The printing press transformed civilization. The broadcast television era transformed it again. But neither of those technologies could look at you individually, study your psychology in real time, and construct a version of the world specifically calibrated to keep you engaged.
The philosophical implications of this are hard to overstate. Humans have always lived inside information bubbles, but those bubbles had permeable membranes and it wasn’t uncommon to encounter people who disagreed with you. The friction was inconvenient but epistemically vital.
Algorithmic curation has removed that friction, replacing it with a frictionless stream of digital content that always confirms, always validates, always enrages in a satisfying direction. The philosopher’s term for the result is “epistemic closure.” The algorithm's term for it is a “highly engaged user.”

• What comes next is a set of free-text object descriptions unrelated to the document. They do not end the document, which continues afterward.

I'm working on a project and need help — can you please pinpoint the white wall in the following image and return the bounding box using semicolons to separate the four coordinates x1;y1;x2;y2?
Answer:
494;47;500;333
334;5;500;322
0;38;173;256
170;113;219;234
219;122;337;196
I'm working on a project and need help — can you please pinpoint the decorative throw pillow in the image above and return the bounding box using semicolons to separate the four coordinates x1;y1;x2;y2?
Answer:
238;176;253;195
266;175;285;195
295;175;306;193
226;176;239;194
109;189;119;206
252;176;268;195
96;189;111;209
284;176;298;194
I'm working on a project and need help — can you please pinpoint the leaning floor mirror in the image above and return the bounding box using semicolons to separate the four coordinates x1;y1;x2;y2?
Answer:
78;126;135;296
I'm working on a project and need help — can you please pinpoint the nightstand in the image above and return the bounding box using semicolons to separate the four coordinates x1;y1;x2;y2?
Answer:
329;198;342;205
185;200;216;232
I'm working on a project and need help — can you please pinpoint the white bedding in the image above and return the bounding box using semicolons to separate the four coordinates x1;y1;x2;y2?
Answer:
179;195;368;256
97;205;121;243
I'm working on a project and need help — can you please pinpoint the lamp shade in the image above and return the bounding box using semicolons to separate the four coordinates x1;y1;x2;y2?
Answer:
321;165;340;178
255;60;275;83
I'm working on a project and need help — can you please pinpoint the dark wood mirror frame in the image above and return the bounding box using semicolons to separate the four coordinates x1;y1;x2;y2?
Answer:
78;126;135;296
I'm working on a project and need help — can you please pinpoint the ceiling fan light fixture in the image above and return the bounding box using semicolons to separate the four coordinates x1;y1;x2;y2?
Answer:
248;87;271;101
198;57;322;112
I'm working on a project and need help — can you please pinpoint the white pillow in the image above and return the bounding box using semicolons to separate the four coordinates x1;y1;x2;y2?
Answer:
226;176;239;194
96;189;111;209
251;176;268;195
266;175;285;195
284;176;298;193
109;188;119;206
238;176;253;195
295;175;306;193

But the algorithm isn’t malicious. It’s just optimized for engagement, and that’s what makes it so different from previous information threats. Propaganda requires intent. The recommendation engine requires only a metric. Point it at human psychology and tell it to maximize engagement, and it will find, with the relentless efficiency of machine learning, every crack and crevice in our cognition where fear and outrage and tribal identity can be pried open. It doesn't even need to lie. It just needs to choose which truths to show you.
Neil Postman warned us 40 years ago that every medium of communication carries within it a hidden curriculum—a set of values and assumptions that shapes the consciousness of its users independent of any specific content. Television, Postman argued in Amusing Ourselves to Death, didn't just change what we watched; it changed how we thought. It rewired our tolerance for complexity, our appetite for nuance, and our capacity for sustained attention.
The printing press gave us the Reformation and the Wars of Religion—a century of catastrophic conflict seeded by the sudden, uncontrolled democratization of information. The recommendation engine has given us something structurally similar: a sudden, algorithmic fragmentation of shared reality, happening too fast and too invisibly for most people to even notice it’s occurring.
The two people doing a search for the same news topic but being served up different versions of reality can’t have a rational conversation about the world. They’ve been carefully, efficiently, and profitably sorted into their various information silos one scroll at a time by a machine that doesn’t care what they believe.
It only cares that they keep on scrolling.